Como en un flashback final, largo y
melancólico, decenas de rostros se atropellan en la memoria. Los amigos, los
panas inolvidables. Los padres y los hermanos. Las mujeres que he amado,
hermanas, amigas, novias. Pienso que Marianella me está esperando. En Rut y en
Eleonora. En Isira. Incluso en Teo, nuestro perrito fiel. Y, al final, como una
pesadilla diabólica se atraviesa aquella escena de ese fracaso sin retorno
llamado Andrés Izarra, ministro oficialista, carcajeándose ante las cámaras de
CNN para burlarse de los muertos, de las cifras de homicidios que con
rigurosidad científica aportaba esa noche el sociólogo Briceño León.
En cinco minutos la vida es eterna, cantaba
Víctor Jara. Entonces, como si de un arcángel se tratara, el tercero de los
adolescentes, el que parece mayor, le dice al que tiene el dedo en el gatillo:
“No dispares, este hijo de… está muy nervioso y nos va a meter en un peo”. Y
corren.
El conductor del carro de adelante le avisa a
los policías de la esquina. Los cuatro se acercan. Caminan lentamente. Como
quien está de vacaciones. Uno de ellos, la mujer, me pregunta: “¿Es verdad que
lo atracaron con un arma? ¿Quiere poner la denuncia?”. No le respondo. Los miro
en silencio, como hace alguien que sabe que está siendo tomado por tonto. “Si
no quiere que lo ayudemos, entonces jódase”, dice y me dan la espalda.
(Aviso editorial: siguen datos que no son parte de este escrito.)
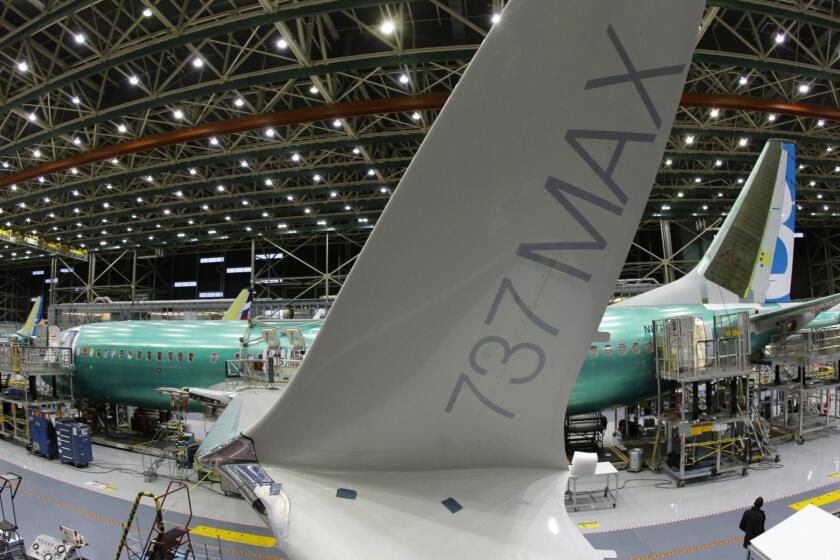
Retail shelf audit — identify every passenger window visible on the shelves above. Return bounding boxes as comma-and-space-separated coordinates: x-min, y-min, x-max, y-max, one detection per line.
168, 351, 174, 361
632, 342, 640, 354
127, 351, 132, 360
147, 351, 152, 361
157, 351, 162, 361
136, 349, 142, 360
604, 344, 613, 357
188, 352, 195, 363
589, 345, 598, 357
234, 352, 240, 360
645, 341, 653, 353
119, 349, 125, 359
258, 353, 263, 360
177, 352, 183, 362
618, 343, 627, 356
96, 348, 101, 358
247, 353, 253, 360
210, 352, 218, 364
110, 349, 116, 359
81, 347, 87, 356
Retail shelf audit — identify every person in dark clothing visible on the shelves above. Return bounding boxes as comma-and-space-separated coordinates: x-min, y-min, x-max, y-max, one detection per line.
739, 497, 766, 559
Mientras los veo alejarse una tonelada de
adolorida tristeza y desamparo infinito me aplasta contra el volante que
abrazo. El dolor de recodar que solo en Caracas han ingresado a la morgue de
Bello Monte, en lo que va de año, 2.900 cadáveres de venezolanos asesinados.
Que en el año 2013 murieron en las mismas condiciones, la mayoría abaleada,
25.000 personas. Y que en los catorce años de gobierno rojo el acumulado de
asesinatos asciende a 200.000.
Veo la espalda de los cuatro pusilánimes de
uniforme verdinegro y pienso que los venezolanos de estos tiempos somos unos
desamparados. Que no tenemos un Estado que nos garantice el derecho a la vida.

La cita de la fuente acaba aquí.